Less money leads to lower expectations
By James Call
Tallahassee, FL – With Florida again facing another budget shortfall in the range of $2 billion for next year, leading lawmakers are telling people to prepare for more budget cuts. The state has cut spending in each of the past six years. And now, James Call reports, people are expecting less from state government.
Economists say tax and fee collections hit a brick wall in August and lawmakers will have $2 billion less to spend when they write next year's budget.
Legislative leaders quickly said they intend to handle the shortfall the same way they have in the past. House Speaker Dean Cannon says the gap will be closed with spending cuts.
"We also are going to face a daunting budget deficit. We again will be faced with hard choices and good and worthwhile programs are going to have to absorb cuts."
The Great Recession hit Florida's service based economy earlier and harder than other states and is staying longer. About a million Floridians are out of work. The Speaker and President of the Florida Senate agree with Governor Rick Scott on how to get people back to work. Governor Scott wants Florida to be a low cost state to do business in. That means tax cuts and fewer regulations.
"If we do these things then we are going to see much more growth like that, because the rest of the country and the rest of the world are watching what we are doing. They are seeing we are putting ourselves in a position where they do not have to worry that if you do your business in Florida that there will be some new tax or some new assessment that they didn't do the right thing."
David Lawrence formed the Children's Movement last year. Three hundred thousand people have signed up as supporters. Before announcing the groups' 2012 Legislative Agenda, Lawrence and Tallahassee Senator Bill Montford read to a group of four-year-olds.
It's an appropriate setting for the two men. Montford was a teacher and high school principal before entering politics. Lawrence, retired publisher of the Miami Herald was instrumental in passing the constitutional amendment creating a free pre-K program. The Children's Movement has a list of five things it wants lawmakers to do to improve the life of children. The list comes with a price tag of 30 million dollars, one-tenth of what it cost to set up the statewide pre-K program seven years ago.
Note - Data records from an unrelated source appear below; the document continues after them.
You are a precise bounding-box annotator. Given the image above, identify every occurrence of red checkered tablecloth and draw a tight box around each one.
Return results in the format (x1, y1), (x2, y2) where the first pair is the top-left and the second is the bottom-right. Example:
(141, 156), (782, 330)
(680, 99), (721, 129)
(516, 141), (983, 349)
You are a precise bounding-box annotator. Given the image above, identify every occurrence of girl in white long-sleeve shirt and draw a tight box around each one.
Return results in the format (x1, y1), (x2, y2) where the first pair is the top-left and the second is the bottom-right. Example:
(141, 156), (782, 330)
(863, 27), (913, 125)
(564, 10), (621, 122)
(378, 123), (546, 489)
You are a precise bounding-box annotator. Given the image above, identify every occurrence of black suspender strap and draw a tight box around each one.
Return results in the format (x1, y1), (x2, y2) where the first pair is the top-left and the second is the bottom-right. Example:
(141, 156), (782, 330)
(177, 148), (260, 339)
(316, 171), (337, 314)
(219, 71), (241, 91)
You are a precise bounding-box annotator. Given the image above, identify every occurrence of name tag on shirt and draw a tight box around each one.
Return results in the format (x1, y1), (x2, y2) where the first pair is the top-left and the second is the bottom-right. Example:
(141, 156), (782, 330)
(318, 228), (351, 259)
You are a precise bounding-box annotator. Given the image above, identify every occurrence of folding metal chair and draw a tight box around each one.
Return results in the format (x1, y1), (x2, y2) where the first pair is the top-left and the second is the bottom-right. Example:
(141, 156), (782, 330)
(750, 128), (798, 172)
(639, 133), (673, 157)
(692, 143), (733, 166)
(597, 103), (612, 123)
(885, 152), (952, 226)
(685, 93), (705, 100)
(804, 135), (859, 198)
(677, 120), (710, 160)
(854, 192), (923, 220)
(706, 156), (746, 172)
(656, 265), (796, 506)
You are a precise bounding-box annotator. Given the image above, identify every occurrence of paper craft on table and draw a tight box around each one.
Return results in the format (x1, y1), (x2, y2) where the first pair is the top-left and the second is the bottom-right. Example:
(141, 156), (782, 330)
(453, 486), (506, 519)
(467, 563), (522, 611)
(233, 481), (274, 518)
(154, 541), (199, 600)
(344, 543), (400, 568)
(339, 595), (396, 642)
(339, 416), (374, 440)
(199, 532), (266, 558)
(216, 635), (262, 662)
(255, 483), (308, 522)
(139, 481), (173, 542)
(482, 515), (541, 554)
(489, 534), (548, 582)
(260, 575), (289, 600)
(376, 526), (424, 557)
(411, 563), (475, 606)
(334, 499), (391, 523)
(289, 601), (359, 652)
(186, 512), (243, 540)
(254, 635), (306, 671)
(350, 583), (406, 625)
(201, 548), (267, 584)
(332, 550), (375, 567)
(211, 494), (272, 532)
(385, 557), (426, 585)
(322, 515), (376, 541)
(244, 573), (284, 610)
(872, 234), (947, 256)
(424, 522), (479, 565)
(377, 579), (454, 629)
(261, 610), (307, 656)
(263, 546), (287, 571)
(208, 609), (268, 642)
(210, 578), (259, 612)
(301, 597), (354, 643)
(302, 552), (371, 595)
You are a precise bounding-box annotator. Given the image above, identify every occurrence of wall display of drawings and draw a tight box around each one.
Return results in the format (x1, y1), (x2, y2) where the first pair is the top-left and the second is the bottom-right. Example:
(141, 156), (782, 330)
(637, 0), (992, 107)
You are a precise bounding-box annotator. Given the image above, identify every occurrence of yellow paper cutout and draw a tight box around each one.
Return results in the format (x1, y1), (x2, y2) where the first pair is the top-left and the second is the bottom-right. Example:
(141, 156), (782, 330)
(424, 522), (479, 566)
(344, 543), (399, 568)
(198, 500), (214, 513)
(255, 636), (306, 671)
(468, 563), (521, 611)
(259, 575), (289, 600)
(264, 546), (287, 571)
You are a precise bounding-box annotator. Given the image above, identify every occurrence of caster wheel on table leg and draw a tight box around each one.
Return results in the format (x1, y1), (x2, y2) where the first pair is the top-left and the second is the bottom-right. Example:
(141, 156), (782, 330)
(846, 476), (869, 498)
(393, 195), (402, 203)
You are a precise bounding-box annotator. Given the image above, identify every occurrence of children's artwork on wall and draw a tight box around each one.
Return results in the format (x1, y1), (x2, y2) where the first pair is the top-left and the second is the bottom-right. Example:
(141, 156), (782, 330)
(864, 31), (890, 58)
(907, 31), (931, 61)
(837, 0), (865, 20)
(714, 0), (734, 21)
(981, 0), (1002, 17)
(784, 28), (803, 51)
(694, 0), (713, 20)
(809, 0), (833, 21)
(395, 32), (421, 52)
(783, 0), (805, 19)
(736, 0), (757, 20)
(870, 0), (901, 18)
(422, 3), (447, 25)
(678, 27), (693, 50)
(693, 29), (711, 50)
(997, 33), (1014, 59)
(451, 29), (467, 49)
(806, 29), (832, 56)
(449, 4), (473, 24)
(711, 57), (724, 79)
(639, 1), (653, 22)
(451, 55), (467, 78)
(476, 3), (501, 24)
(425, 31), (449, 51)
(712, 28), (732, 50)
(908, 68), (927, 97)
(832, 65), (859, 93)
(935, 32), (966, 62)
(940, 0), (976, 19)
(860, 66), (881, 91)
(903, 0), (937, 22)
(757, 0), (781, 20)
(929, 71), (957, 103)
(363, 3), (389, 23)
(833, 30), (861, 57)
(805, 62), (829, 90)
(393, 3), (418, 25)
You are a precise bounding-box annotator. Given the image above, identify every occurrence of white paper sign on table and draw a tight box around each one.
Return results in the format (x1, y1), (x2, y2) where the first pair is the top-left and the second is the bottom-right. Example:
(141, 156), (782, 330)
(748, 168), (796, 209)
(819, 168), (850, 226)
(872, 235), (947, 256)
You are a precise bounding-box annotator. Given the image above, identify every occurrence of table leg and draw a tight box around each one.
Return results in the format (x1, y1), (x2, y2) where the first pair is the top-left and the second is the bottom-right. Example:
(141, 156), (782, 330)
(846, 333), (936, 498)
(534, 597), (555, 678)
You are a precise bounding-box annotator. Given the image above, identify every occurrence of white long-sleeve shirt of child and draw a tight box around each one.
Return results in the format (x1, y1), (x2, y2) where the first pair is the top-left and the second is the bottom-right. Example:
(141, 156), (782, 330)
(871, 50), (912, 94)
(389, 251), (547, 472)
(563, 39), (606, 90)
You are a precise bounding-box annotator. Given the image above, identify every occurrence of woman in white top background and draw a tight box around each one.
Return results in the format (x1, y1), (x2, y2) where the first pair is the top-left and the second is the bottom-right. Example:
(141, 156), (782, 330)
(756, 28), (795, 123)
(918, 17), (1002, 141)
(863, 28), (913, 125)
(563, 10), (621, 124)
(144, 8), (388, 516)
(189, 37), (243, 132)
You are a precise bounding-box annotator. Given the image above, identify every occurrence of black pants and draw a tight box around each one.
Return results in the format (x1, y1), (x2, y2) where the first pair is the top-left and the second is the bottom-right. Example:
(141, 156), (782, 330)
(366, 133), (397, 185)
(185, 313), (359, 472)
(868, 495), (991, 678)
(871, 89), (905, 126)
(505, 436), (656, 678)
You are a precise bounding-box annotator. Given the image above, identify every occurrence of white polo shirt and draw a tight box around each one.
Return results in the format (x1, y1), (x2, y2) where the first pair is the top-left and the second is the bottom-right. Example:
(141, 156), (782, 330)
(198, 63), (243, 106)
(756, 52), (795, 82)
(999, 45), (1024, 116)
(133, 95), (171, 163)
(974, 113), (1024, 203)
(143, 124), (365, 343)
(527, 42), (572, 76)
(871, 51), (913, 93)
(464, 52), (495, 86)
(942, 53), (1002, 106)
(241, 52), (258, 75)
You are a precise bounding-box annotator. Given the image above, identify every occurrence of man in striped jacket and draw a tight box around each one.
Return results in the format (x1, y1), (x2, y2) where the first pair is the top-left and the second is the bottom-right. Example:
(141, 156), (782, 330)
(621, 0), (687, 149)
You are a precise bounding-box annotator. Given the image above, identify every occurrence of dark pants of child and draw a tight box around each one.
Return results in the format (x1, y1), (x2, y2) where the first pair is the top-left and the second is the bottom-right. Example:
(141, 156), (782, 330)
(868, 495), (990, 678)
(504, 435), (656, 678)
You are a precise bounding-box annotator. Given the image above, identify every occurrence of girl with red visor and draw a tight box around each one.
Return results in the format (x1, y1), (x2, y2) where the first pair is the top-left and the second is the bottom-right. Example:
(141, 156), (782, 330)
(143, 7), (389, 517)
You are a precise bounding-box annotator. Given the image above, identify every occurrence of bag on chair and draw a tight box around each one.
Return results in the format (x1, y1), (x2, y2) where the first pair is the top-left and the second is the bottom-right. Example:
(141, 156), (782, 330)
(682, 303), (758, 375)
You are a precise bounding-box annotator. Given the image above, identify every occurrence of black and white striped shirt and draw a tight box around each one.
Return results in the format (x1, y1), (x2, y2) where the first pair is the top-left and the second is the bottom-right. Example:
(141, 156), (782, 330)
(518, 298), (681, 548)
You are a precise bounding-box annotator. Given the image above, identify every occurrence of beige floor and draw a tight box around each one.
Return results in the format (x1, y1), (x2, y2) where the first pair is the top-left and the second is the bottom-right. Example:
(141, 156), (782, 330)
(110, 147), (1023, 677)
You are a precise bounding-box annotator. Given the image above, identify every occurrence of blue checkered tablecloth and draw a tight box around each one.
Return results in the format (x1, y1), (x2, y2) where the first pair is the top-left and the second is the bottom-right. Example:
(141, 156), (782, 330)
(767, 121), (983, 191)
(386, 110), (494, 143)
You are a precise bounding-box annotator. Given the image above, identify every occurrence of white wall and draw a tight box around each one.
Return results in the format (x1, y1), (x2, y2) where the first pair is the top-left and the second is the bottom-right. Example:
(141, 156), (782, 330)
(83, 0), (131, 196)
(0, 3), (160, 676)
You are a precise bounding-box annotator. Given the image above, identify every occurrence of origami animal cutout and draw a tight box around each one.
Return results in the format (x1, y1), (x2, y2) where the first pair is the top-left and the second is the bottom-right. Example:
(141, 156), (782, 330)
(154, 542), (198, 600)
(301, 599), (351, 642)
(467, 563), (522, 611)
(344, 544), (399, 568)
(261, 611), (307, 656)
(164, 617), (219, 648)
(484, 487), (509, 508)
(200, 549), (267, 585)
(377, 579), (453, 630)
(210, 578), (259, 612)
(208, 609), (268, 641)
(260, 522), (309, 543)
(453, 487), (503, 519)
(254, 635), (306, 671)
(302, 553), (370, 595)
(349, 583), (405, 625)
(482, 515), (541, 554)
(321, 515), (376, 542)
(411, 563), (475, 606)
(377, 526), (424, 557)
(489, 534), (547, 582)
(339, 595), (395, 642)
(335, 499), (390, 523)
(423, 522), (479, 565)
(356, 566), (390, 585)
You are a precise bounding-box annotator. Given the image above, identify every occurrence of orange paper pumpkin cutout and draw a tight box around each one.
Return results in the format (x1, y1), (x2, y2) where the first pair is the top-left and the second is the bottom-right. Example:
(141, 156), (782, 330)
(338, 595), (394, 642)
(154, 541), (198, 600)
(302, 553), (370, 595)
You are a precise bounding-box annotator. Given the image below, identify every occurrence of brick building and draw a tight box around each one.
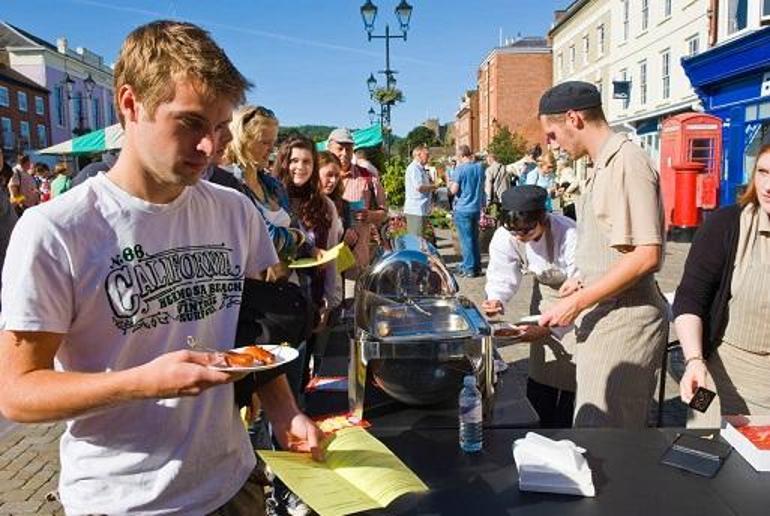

"If we can't get $30 million for some fundamentals in a 70 billion dollars budget then I surely would have to question how serious people are about children as a priority. I don't say that meanly. I'm saying that very straightforwardly and thoughtfully and softly and sensitively as I can. If you can't get that for children to make some fundamental changes then I worry about this."
In August the Annie E. Casey Foundation released a report documenting the plight of Florida's children. 2.4 million children are living in poverty. According to a Kids Count survey, Florida is 36th in children's health and well-being, sixth in teenage pregnancy, and last in funding for pre-K. It's the only state which has cut pre-K funding two years in a row.
That is the backdrop for the Children's Movement request of 30 million dollars to improve access to health care, teach parenting skills, and improve early learning programs. Lawrence says he's being realistic.
"We can get a road about anytime we want in Florida. You want a billion dollar tunnel underneath the water in Miami we got one going now with the people's money. You want a baseball stadium we'll get $300 million of the people's money. This is about children as a priority. That's what we are after these are five issues specific issues in a tough economic climate that you ought to say minimally I'm going to do this."
The Children's Movement $30 million dollar request out of a $70 billion state budget works out this way. If the state budget was $100 then the Children's Movement is asking for about a nickel. Senator Montford has spent most of his life educating children. He will be lobbying for the money.
"When you look at $30 million that is a lot of money but when you look at the total budget then that is possible."
After lawmakers begin the 2012 Legislative session in January they will get a report from state economists telling them how much they will have for next year's budget.